Nas últimas semanas, inclusive, produtores rurais da França, Alemanha, Itália, Bélgica, Polônia, Romênia e Lituânia saíram às ruas para protestar contra as importações de produtos mais baratos e aumento dos custos agrícolas.
Uma das manifestações mais emblemáticas aconteceu na França os agricultores bloquearam as principais rodovias de Paris com caminhões e tratores. No mesmo dia, o presidente da França, Emmanuel Macron, pediu à Comissão Europeia que desista do tratado com o Mercosul.
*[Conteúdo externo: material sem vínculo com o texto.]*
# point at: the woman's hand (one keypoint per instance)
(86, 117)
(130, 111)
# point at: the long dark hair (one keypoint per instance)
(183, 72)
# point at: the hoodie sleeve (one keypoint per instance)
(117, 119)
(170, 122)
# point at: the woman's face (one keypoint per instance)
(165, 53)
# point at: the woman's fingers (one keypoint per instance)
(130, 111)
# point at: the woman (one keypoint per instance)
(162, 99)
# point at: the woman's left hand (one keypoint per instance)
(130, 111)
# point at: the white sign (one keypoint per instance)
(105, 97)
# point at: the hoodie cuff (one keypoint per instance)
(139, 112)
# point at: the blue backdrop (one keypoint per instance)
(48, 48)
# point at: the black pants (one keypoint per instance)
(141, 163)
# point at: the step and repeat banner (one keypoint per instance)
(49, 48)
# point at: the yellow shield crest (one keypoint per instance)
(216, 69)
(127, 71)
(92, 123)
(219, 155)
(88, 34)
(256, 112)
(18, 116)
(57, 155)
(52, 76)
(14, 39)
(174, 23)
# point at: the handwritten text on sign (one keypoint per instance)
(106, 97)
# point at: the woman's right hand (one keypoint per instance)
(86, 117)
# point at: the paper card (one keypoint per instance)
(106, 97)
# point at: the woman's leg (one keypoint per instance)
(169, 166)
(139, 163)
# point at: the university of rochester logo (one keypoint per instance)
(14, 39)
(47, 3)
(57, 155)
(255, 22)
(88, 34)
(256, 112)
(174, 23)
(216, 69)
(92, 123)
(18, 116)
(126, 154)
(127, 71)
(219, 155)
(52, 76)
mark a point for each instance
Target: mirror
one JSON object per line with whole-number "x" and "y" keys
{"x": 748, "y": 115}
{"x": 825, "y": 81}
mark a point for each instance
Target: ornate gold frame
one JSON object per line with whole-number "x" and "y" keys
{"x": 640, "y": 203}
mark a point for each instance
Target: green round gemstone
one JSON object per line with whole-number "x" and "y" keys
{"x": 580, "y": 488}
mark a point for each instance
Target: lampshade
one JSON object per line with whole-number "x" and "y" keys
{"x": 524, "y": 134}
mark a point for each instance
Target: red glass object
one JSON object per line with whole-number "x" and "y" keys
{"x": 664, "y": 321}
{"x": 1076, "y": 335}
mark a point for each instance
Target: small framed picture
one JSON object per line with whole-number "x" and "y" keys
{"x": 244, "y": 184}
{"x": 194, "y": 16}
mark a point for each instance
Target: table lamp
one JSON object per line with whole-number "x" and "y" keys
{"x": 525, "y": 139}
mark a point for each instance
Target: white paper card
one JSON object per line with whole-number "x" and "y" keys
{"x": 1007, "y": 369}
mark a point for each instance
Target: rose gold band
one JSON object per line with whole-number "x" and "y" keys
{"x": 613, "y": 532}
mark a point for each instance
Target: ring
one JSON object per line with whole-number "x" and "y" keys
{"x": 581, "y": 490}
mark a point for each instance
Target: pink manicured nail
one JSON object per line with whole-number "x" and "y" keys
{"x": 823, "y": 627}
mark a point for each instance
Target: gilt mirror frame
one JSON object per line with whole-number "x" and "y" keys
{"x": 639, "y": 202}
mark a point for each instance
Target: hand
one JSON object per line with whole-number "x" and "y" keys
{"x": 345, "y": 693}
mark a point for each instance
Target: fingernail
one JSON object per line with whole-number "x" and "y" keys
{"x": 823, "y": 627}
Em dezembro do ano passado, ele já tinha se posicionado contra o acordo, ao chamá-lo de “antiquado” e “mal remendado”.
Mas, do lado de cá, o que os agricultores brasileiros têm a perder, caso o tratado vá por água abaixo?
Para o analista da consultoria Safras & Mercado Fernando Henrique Iglesias, o Brasil perderia, neste contexto, a possibilidade de diversificar os seus parceiros comerciais e reduzir a sua dependência da China, que importa a maior parte (36%) dos nossos produtos agrícolas.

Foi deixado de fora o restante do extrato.